Summary of Research in Electron-Beam Lithography

Electron-beam (e-beam) lithography is widely employed in pattern transfer thanks to its ability to write fine features on a substrate system. However, the main drawback is the proximity effect due to electron scattering in the resist, which causes the blurring of written features imposing the fundamental limit on the minimum feature size and therefore the feature density that are realizable by e-beam lithography. With a computational model of the e-beam exposure process, we started to work on developing efficient methods to correct for the proximity effect to minimize the critical dimension (CD) error, resulting in PYRAMID - a hierarchical rule-based scheme for the proximity effect correction (PEC). The first version of PYRAMID modifies the feature shape only with a uniform dose for the entire pattern to enable fast and accurate correction. Subsequently, for a more flexible and optimal correction, both dose and shape-dose modifications were also incorporated into the PYRAMID correction hierarchy. During this early phase of research, various techniques were implemented to enhance the accuracy and applicability of PYRAMID.
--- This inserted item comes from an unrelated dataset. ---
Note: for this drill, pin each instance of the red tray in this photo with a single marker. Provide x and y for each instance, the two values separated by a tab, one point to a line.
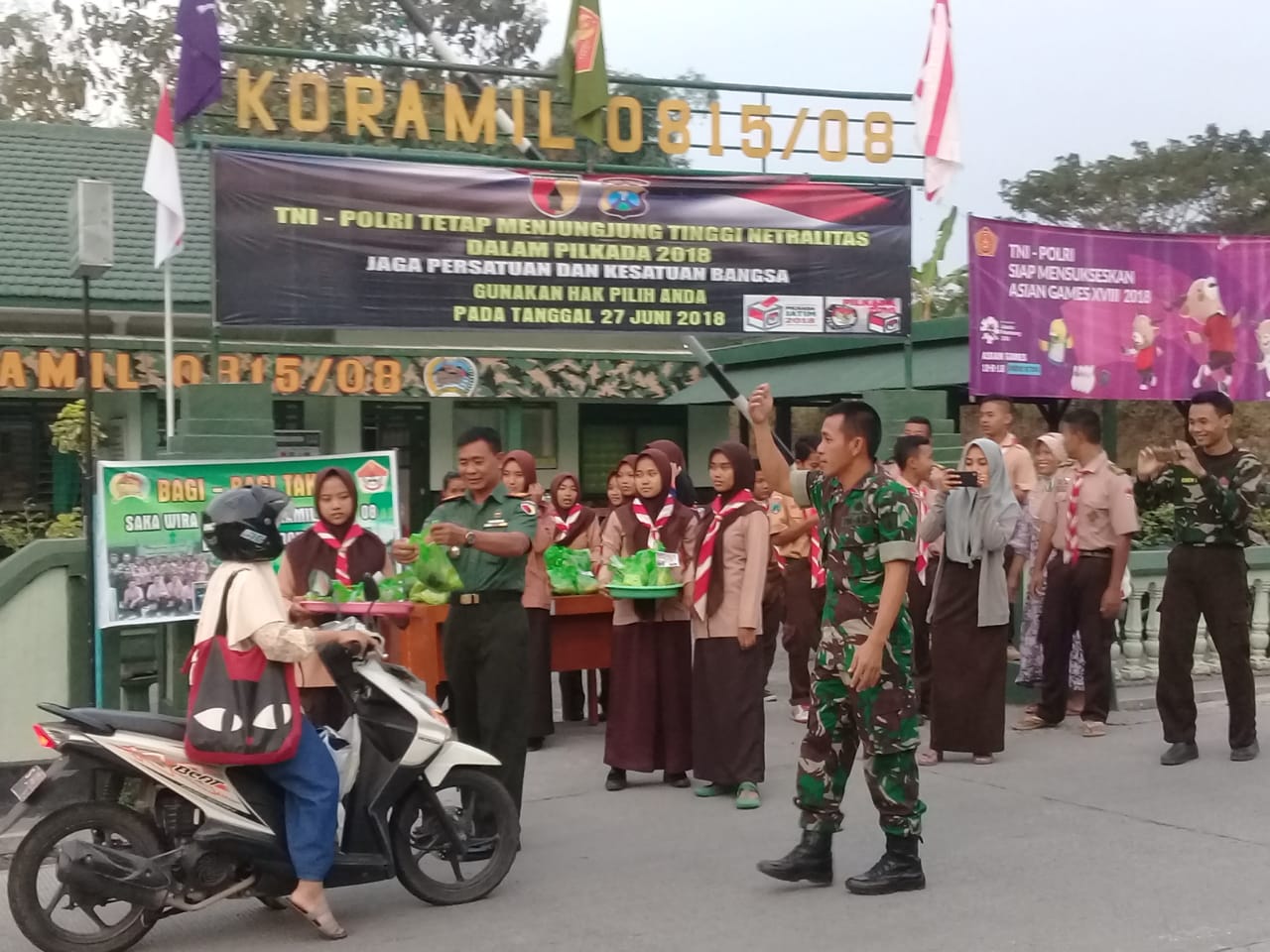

As the feature size continued to decrease, the conventional two-dimensional model revealed the fundamental limitation on the correction accuracy due to the fact that the exposure variation along the resist-depth dimension is not taken into account. The correction hierarchy of PYRAMID was augmented in implementing the true three-dimensional PEC. Meanwhile, another effort was made to demonstrate the applicability of PYRAMID to grayscale lithography, leading to the fabrication of nanostructures such as staircase and sawtooth structures. The typical dose distribution for PEC of a feature is of V-shape which is not optimal especially when a vertical sidewall is to be achieved for a small feature. New types of dose distributions were introduced and demonstrated to be more effective in realizing the vertical sidewall while minimizing the CD error.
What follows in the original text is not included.